The spa floor is the property's reason to book. The 1,500 square metre footprint runs an indoor pool under the building's listed atrium, a heated outdoor pool on the ground floor, a Turkish hammam, a Finnish sauna, and a sequence of treatment rooms that handle everything from a Nice tourist massage to a multi-day Boscolo Beauty signature programme. The rooftop adds a solarium and a small fourth water feature for sun-deck use. The treatment team is largely Italian, the standard ESPA and Bottega Verde product lines run alongside Boscolo's own house brand, and the booking calendar is unusually flexible for a city five-star (most properties this size run a spa as an amenity; the Boscolo runs it as a department).
The dining offer is three rooms. La Pescheria Cucina & Bottega is the seafood-led signature restaurant; the Boscolo Bar & Lounge holds the central atrium and runs an all-day menu with a serious cocktail programme; the rooftop bar opens through the warmer months for a casual dinner and drinks. Service is closer to Italian-warm than French-formal, the team is unusually long-tenured for a city property at this scale, and the operational personality is the most genuinely welcoming five-star in Nice. The address on Boulevard Victor Hugo trades the Promenade view for a quieter, more residential block four minutes' walk from Place Massena and seven from the sea.
For a multi-day wellness booking in Nice, the Boscolo is the only address where the spa is a genuine department of the hotel rather than a polite amenity. Book a Boscolo Suite for a four to seven-day stay, schedule the property's three-day or five-day signature wellness programme (a structured sequence of treatments, pool sessions, and daily morning fitness), and pair it with sea swimming from the Promenade in summer or long walks along the Castle Hill in spring. The food side runs a credible clean-eating tasting menu at La Pescheria for guests on the wellness path.
The Boscolo is the cleanest solo booking in Nice. The atrium bar is the city's most comfortable single-traveller dining room (a long bar counter, an attentive team, and a clientele that skews international), the spa runs on appointment so a solo guest is never short of a slot, and the boulevard location avoids the Promenade tourist friction. Book a Junior Suite, leave most evenings to the property, and use the day for the old town and the Matisse and Chagall museums.

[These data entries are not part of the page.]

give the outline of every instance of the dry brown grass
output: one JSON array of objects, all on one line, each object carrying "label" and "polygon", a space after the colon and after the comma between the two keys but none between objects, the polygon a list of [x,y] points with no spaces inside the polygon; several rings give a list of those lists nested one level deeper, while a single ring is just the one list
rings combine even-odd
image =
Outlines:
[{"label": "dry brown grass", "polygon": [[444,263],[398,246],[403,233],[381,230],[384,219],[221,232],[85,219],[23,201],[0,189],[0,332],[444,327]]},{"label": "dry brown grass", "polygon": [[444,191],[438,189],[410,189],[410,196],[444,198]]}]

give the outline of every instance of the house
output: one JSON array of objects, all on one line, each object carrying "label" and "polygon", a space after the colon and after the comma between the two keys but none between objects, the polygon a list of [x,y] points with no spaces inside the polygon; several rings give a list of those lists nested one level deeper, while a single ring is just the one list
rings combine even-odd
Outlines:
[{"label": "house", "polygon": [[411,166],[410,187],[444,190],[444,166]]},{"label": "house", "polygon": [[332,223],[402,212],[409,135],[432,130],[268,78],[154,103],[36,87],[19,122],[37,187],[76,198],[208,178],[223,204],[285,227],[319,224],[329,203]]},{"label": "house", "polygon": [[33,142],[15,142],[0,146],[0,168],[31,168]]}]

For a low-key anniversary weekend, the Boscolo is the property where the spa carries the trip rather than a single restaurant or a view-led suite. Book a Boscolo Suite, schedule a couple's hammam session in the morning and a tasting menu at La Pescheria for the evening, and let the rooftop bar close the night. The property is materially cheaper than the Negresco at this category and the experience reads as genuinely indulgent rather than performative.
12 Boulevard Victor Hugo
06000 Nice
France
Nice Cote d'Azur Airport 8 km (15 minutes by car); Place Massena 4 minutes on foot; Promenade des Anglais 7 minutes on foot
112 rooms and suites
Superior doubles from EUR 290/night
Deluxe doubles from EUR 420/night
Junior Suites from EUR 780/night
Boscolo Suite to EUR 2,400/night
Check-in: 3:00 PM
Check-out: 12:00 PM
Building 1880; relaunched as Boscolo Exedra 2008; rebranded 2018
1,500 sqm spa with indoor and outdoor pools
Rooftop solarium and pool
La Pescheria seafood restaurant
Boscolo Bar & Lounge in atrium
Hammam, sauna, treatment rooms
Complimentary WiFi throughout
From EUR 290 / night. Junior Suites and Boscolo Suites book two to three months ahead for Cannes Film Festival and August peak; standard categories often remain available closer to date.